When a specialist practice falls behind because referral paperwork is incomplete, or a pathology result sits in a queue while a clinician waits to act, nobody wins – least of all the patient. AI can help solve these problems. But people rightly want to know: who’s making sure it’s done safely?
On 1 December 2025, the Medical Software Industry Association (MSIA) and the Medical Technology Association of Australia (MTAA) launched Australia’s first Voluntary Code of Conduct for the use of AI in health software.
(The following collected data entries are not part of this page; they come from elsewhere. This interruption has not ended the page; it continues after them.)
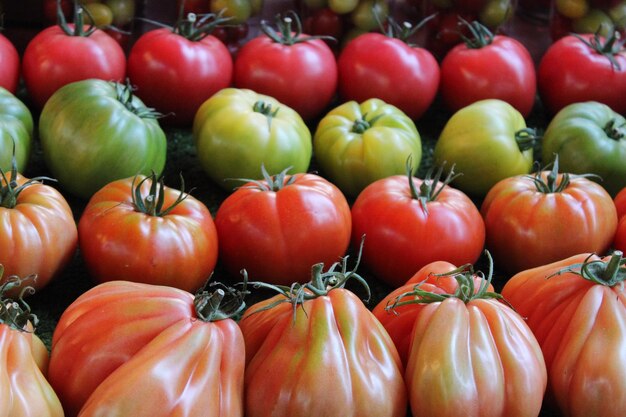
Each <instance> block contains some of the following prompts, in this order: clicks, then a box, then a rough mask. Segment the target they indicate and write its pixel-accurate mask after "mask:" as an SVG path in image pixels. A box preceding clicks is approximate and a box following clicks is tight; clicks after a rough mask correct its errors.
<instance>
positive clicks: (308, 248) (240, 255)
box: [215, 174, 352, 285]
mask: <svg viewBox="0 0 626 417" xmlns="http://www.w3.org/2000/svg"><path fill="white" fill-rule="evenodd" d="M290 177H291V176H287V177H286V178H285V181H284V182H287V181H288V180H289V178H290ZM293 178H295V179H294V180H293V182H291V183H290V184H289V185H285V186H284V188H282V189H280V190H278V191H270V190H261V189H259V188H258V187H254V186H252V185H251V184H247V185H244V186H243V187H241V188H238V189H237V190H236V191H235V192H234V193H232V194H231V195H230V196H228V197H227V198H226V199H225V200H224V201H223V202H222V204H221V205H220V207H219V209H218V211H217V214H216V216H215V225H216V228H217V232H218V236H219V239H220V262H222V263H223V264H224V265H225V267H226V268H227V270H228V271H229V272H230V273H231V274H232V275H233V276H237V275H238V274H239V272H240V271H241V270H242V269H244V268H245V269H246V271H247V272H248V275H249V276H250V278H251V279H253V280H255V281H256V280H260V281H265V282H271V283H275V284H282V285H289V284H291V283H292V282H294V281H299V282H307V281H308V280H310V279H311V266H312V265H313V264H316V263H319V262H323V263H324V264H325V265H331V264H333V263H334V262H337V261H338V260H339V259H340V258H341V257H342V256H343V255H345V252H346V250H347V249H348V245H349V244H350V231H351V225H352V222H351V216H350V206H349V205H348V202H347V200H346V198H345V197H344V196H343V194H342V193H341V191H339V189H338V188H337V187H336V186H335V185H333V184H332V183H330V182H329V181H327V180H325V179H324V178H322V177H320V176H318V175H315V174H296V175H294V176H293ZM265 183H267V182H265ZM320 242H323V244H320Z"/></svg>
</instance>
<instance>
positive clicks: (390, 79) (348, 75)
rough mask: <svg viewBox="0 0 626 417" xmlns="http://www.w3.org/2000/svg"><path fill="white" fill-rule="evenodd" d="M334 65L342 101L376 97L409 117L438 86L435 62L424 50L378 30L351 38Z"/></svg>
mask: <svg viewBox="0 0 626 417" xmlns="http://www.w3.org/2000/svg"><path fill="white" fill-rule="evenodd" d="M337 65H338V67H339V94H340V96H341V97H342V99H343V100H344V101H349V100H354V101H357V102H362V101H365V100H367V99H371V98H378V99H380V100H383V101H385V102H386V103H388V104H392V105H394V106H396V107H398V108H399V109H400V110H402V111H403V112H404V113H406V115H407V116H409V117H410V118H411V119H413V120H416V119H419V118H420V117H421V116H422V115H423V114H424V112H425V111H426V110H427V109H428V108H429V107H430V105H431V104H432V102H433V101H434V99H435V95H436V94H437V90H438V88H439V79H440V70H439V64H438V63H437V60H436V59H435V57H434V56H433V55H432V54H431V53H430V52H429V51H428V50H426V49H423V48H419V47H411V46H409V45H408V44H406V43H405V42H403V41H401V40H399V39H395V38H391V37H389V36H387V35H383V34H380V33H374V32H372V33H365V34H362V35H359V36H357V37H356V38H354V39H352V40H351V41H350V42H348V43H347V44H346V46H345V47H344V48H343V50H342V51H341V53H340V55H339V58H338V59H337Z"/></svg>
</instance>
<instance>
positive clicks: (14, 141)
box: [0, 87, 33, 174]
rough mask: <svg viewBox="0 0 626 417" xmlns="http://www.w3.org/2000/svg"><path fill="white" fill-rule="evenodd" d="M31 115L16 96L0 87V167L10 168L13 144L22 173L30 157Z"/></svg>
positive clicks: (31, 127)
mask: <svg viewBox="0 0 626 417" xmlns="http://www.w3.org/2000/svg"><path fill="white" fill-rule="evenodd" d="M32 138H33V116H32V115H31V113H30V110H28V107H26V105H24V103H22V102H21V101H20V100H19V99H18V98H17V97H15V96H14V95H13V94H12V93H11V92H9V91H8V90H6V89H4V88H2V87H0V169H2V171H3V172H5V173H7V174H8V172H9V171H10V170H11V164H12V159H13V145H15V161H16V163H17V170H18V172H20V173H23V172H24V170H25V169H26V166H27V164H28V160H29V159H30V154H31V147H32Z"/></svg>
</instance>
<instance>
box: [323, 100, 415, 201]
mask: <svg viewBox="0 0 626 417" xmlns="http://www.w3.org/2000/svg"><path fill="white" fill-rule="evenodd" d="M313 148H314V153H315V159H316V161H317V163H318V164H319V166H320V168H321V171H322V173H323V175H324V176H325V177H326V178H328V179H329V180H330V181H332V182H333V183H334V184H336V185H337V186H338V187H339V188H340V189H341V191H343V193H344V194H346V195H348V196H351V197H356V196H357V195H358V194H359V193H360V192H361V191H362V190H363V189H364V188H365V187H366V186H367V185H369V184H371V183H372V182H374V181H376V180H378V179H381V178H385V177H388V176H390V175H395V174H401V173H403V172H406V169H405V168H406V160H407V158H408V157H409V156H411V158H412V160H413V161H416V164H415V166H414V167H413V172H416V171H417V168H418V167H419V162H420V161H421V158H422V140H421V137H420V134H419V132H418V131H417V127H416V126H415V123H414V122H413V121H412V120H411V119H410V118H409V117H408V116H407V115H406V114H404V113H403V112H402V111H401V110H399V109H398V108H397V107H394V106H392V105H390V104H387V103H385V102H384V101H382V100H378V99H370V100H366V101H364V102H362V103H357V102H355V101H349V102H346V103H343V104H341V105H339V106H337V107H335V108H334V109H332V110H331V111H330V112H328V113H326V115H325V116H324V117H323V118H322V119H321V120H320V122H319V124H318V125H317V129H316V130H315V134H314V135H313Z"/></svg>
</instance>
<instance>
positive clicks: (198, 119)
mask: <svg viewBox="0 0 626 417" xmlns="http://www.w3.org/2000/svg"><path fill="white" fill-rule="evenodd" d="M192 133H193V137H194V141H195V145H196V149H197V152H198V157H199V159H200V164H201V165H202V167H203V169H204V170H205V172H206V173H207V174H208V175H209V177H210V178H211V179H212V180H213V181H215V182H216V183H217V184H218V185H219V186H220V187H223V188H225V189H227V190H232V189H233V187H236V186H238V185H240V182H239V181H237V180H236V179H237V178H250V179H258V178H260V177H261V165H264V166H265V169H267V171H268V172H281V171H282V170H284V169H286V168H288V167H292V172H294V173H299V172H306V170H307V169H308V167H309V163H310V162H311V152H312V145H311V132H310V131H309V128H308V127H307V125H306V124H305V123H304V121H303V120H302V118H301V117H300V116H299V115H298V114H297V113H296V112H295V111H294V110H292V109H291V108H290V107H289V106H287V105H285V104H282V103H280V102H278V101H277V100H275V99H274V98H272V97H270V96H266V95H263V94H257V93H256V92H254V91H252V90H248V89H238V88H226V89H223V90H221V91H219V92H218V93H216V94H215V95H213V96H212V97H211V98H210V99H208V100H207V101H205V102H204V103H203V104H202V106H201V107H200V109H198V112H197V113H196V116H195V119H194V122H193V130H192Z"/></svg>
Magentus, whose clinical systems and practice management software are used by thousands of medical professionals across Australia, was the first company to sign.
Magentus CTO Brenden Conolly explained: “We signed the Code because patients, clinicians, and governments need to know that AI is being used carefully and transparently. This is about committing to exactly that, and earning their trust.”
What the Code covers
The Code is a principles-based framework for any organisation that develops, deploys or supplies AI in a healthcare setting. It covers ten areas including accountability, risk management, data governance, testing and monitoring, transparency, and the right of individuals to challenge AI-driven decisions.
Signatories commit to appointing clear ownership of AI within their organisation. They conduct clinical validation before deployment, maintain ongoing monitoring afterwards, protect patient data under privacy law, and ensure end users can access meaningful information about how AI systems work.
The Code aligns with the Australian Government’s National AI Plan, announced on 2 December 2025, and is accompanied by a companion Accreditation Standard.
“We see responsible AI use as increasingly integral to providing safe, modern healthcare, and we want to set the benchmark from the beginning,” Conolly said.
What this means in practice
When we talk about AI in healthcare, it’s important to be clear about precisely what the technology is and isn’t doing. It doesn’t make decisions. It doesn’t replace clinicians. What it does do is handle repetitive, time-consuming work that pulls clinicians away from patients.
Take a specialist practice running Gentu, Magentus’s cloud-based practice management platform. AI has the potential to convert consult conversations into patient note summaries, flag an incomplete referral before it causes a delay, catch missing claim information that would hold up billing, or help staff anticipate busy periods so they can plan ahead and keep patient care running smoothly. These aren’t clinical decisions, they’re routine administrative tasks performed more efficiently and reliably, so patients are seen on time and with full attention.
Beyond practice management, Magentus’s clinical systems support pathology networks processing tens of thousands of tests daily, oncology teams coordinating chemotherapy across multiple hospitals, and radiology departments managing growing diagnostic workloads. In each setting, well-governed AI can reduce duplicate testing, detect data mismatches, highlight unusual patterns worth a second look, and get the right information to the right clinician faster.
The result: shorter waits, fewer errors, and more time spent with patients rather than screens.
“AI isn’t about replacing expertise, it’s about removing the noise around it. A well-designed system gives clinicians back time for direct patient care,” Conolly said.
Clinicians stay in charge
Under the Code – and under Magentus’s own governance – clinicians remain in control. All AI outputs must be explainable and transparent. Every AI feature is tested, validated and monitored in real-world conditions. Patient privacy is non-negotiable.
Magentus works closely with government agencies, health networks, and medical practices to ensure AI tools reflect real clinical needs. The MSIA is now running webinars with these stakeholders to build engagement around the Code, and the Australian Government has signalled strong support for this kind of industry-led governance.
What comes next
The Code is version one, with a review due mid-2026. It doesn’t cover medical devices, which remain regulated by the TGA. But for the growing category of health software outside TGA oversight, in areas like practice management, health informatics, and clinical workflow tools, it creates a baseline that didn’t previously exist. It’s a concrete, public, and verifiable starting point and Magentus remains committed to staying the course as the technology and its touchpoints mature.
Michele Blanshard, Magentus Managing Director of Practice Management & Oncology and MSIA Vice-President, said the opportunities AI provides healthcare are exciting, but the industry needs to ensure every step is taken to ensure sound governance and transparency.
“Good healthcare relies on trust. We’re committed to building AI that protects that trust and helps deliver the best possible outcomes for every patient,” Blanshard said.